In the RedirecTT-1 study, talquetamab was used combined with teclistamab for RRMM treatment (Table 2) [11]. ORR was 84% and CR (including ≥ CR) was achieved in 34% of pts at a mFU of 14.4 m. CRS occurred in 81% of pts, and one pt experienced ICANS. Grade 3/4 neutropenia occurred in 75% of pts.

Talquetamab was used in combination with daratumumab for the treatment of RRMM in the TRIMM-2 study [12]. In the latest update, ORR and CR (≥ CR) rates were 78% and 45%, respectively, of the 65 pts included. OS rate at 12 m was 93% and mPFS was 19.4 m. The most common AE was CRS (78%), and 5% of pts experienced ICANS. Infections (≥ G3) occurred in 22% of pts.

Cevostamab

Cevostamab, a bsAb targeting Fc receptor-homolog 5 (FcRH5) and CD3 (Table 1), is being evaluated in RRMM pts who have received prior anti-BCMA therapy, including anti-BCMA antibody-drug conjugates, CAR T cells, and anti-BCMA bsAbs [13]. Subject enrollment is currently in progress.

In summary, the majority of bsAbs for MM are directed toward BCMA, while the bsAbs targeting other antigens, GPRC5D, and FcRH5, are undergoing clinical trials.

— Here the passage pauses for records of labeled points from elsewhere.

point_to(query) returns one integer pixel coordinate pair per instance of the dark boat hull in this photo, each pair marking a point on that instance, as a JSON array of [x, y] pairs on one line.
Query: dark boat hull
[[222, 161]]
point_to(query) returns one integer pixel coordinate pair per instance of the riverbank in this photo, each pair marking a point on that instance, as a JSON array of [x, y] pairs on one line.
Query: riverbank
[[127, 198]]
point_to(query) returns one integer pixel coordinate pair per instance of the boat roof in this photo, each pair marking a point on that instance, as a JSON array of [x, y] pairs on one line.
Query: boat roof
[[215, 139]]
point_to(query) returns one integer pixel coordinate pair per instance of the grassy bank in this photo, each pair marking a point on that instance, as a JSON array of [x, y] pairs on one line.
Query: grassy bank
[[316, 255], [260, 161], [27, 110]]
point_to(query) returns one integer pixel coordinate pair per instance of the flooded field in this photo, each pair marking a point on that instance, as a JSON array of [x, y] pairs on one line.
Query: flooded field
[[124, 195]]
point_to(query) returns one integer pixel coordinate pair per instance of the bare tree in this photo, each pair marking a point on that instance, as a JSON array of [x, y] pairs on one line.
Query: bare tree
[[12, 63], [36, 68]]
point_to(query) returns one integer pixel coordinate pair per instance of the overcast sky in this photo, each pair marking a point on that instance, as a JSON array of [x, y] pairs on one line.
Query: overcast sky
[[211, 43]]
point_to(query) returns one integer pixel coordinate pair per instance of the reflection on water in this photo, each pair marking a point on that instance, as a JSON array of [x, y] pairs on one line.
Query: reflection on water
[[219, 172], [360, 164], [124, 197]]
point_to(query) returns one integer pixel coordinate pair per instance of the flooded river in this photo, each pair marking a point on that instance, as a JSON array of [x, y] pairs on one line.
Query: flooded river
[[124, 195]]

The approved teclistamab has demonstrated profound and enduring responses in RRMM pts naïve to prior BCMA-directed therapies. Additionally, RRMM pts received prior BCMA-targeted therapy may also benefit from teclistamab. Clinical trials of bsAbs as monotherapy or in combination therapy are currently recruiting pts with RRMM or NDMM.